First, let's calculate the moles of calcium acetate:
moles = concentration x volume
moles = 0.267 M x 0.1858 L
moles = 0.0496 mol
Now, let's convert moles to grams using the molar mass of calcium acetate:
grams = moles x molar mass
grams = 0.0496 mol x 158.17 g/mol
grams = 7.84 g
Therefore, the grams of solute in 185.8 mL of 0.267 M calcium acetate is approximately 7.84 g.
(b) Molarity of 500 mL of solution containing 21.1g of potassium iodine:
To calculate the molarity, we need to divide the moles of solute by the volume in liters.

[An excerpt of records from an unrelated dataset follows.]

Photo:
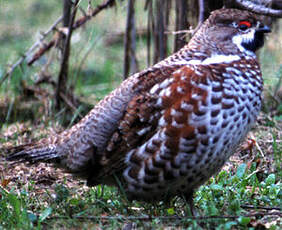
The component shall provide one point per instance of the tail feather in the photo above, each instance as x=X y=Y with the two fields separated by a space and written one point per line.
x=33 y=153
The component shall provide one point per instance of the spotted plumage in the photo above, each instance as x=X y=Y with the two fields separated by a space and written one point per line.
x=166 y=130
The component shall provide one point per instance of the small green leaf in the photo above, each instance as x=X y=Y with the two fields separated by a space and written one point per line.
x=45 y=214
x=170 y=211
x=216 y=187
x=244 y=220
x=241 y=170
x=270 y=179
x=32 y=217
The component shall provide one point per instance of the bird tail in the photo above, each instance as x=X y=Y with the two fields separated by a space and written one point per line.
x=33 y=152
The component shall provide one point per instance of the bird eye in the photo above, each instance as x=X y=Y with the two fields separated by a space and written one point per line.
x=244 y=25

First, let's calculate the moles of potassium iodine:
moles = grams / molar mass
moles = 21.1 g / 166.0028 g/mol
moles = 0.1273 mol
Now, let's calculate the molarity:
Molarity = moles / volume (in liters)
Molarity = 0.1273 mol / 0.5 L
Molarity = 0.254 M
Therefore, the molarity of 500 mL of solution containing 21.1g of potassium iodine is 0.254 M.
(c) Moles of solute in 145.6 L of 0.850 M sodium cyanide:
To calculate the moles of solute, we need to multiply the concentration (0.850 M) by the volume (145.6 L).
moles = concentration x volume
moles = 0.850 M x 145.6 L
moles = 123.76 mol
Therefore, the moles of solute in 145.6 L of 0.850 M sodium cyanide is approximately 123.76 mol.